CVE Vulnerabilities

CVE-2023-37479

Improper Initialization

Published: Jul 17, 2023 | Modified: Jul 28, 2023
CVSS 3.x
7.5
HIGH
Source:
NVD
CVSS:3.1/AV:N/AC:L/PR:N/UI:N/S:U/C:N/I:H/A:N
CVSS 2.x
RedHat/V2
RedHat/V3
Ubuntu

Open Enclave is a hardware-agnostic open source library for developing applications that utilize Hardware-based Trusted Execution Environments, also known as Enclaves. There are two issues that are mitigated in version 0.19.3. First, Open Enclave SDK does not properly sanitize the MXCSR register on enclave entry. This makes applications vulnerable to MXCSR Configuration Dependent Timing (MCDT) attacks, where incorrect MXCSR values can impact instruction retirement by at most one cycle, depending on the (secret) data operand value.
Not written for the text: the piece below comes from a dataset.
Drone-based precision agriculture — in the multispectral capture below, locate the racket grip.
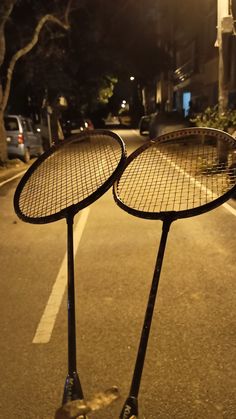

Please find more details in the guidance from Intel in the references. Second, Open Enclave SDK does not sanitize x86s alignment check flag RFLAGS.AC on enclave entry. This opens up the possibility for a side-channel attacker to be notified for every unaligned memory access performed by the enclave. The issue has been addressed in version 0.19.3 and the current master branch. Users will need to recompile their applications against the patched libraries to be protected from this vulnerability. There are no known workarounds for this vulnerability.

Weakness

The product does not initialize or incorrectly initializes a resource, which might leave the resource in an unexpected state when it is accessed or used.

Affected Software

Name Vendor Start Version End Version
Openenclave Openenclave * 0.19.3 (excluding)

Potential Mitigations

  • Use a language that does not allow this weakness to occur or provides constructs that make this weakness easier to avoid.
  • For example, in Java, if the programmer does not explicitly initialize a variable, then the code could produce a compile-time error (if the variable is local) or automatically initialize the variable to the default value for the variable’s type. In Perl, if explicit initialization is not performed, then a default value of undef is assigned, which is interpreted as 0, false, or an equivalent value depending on the context in which the variable is accessed.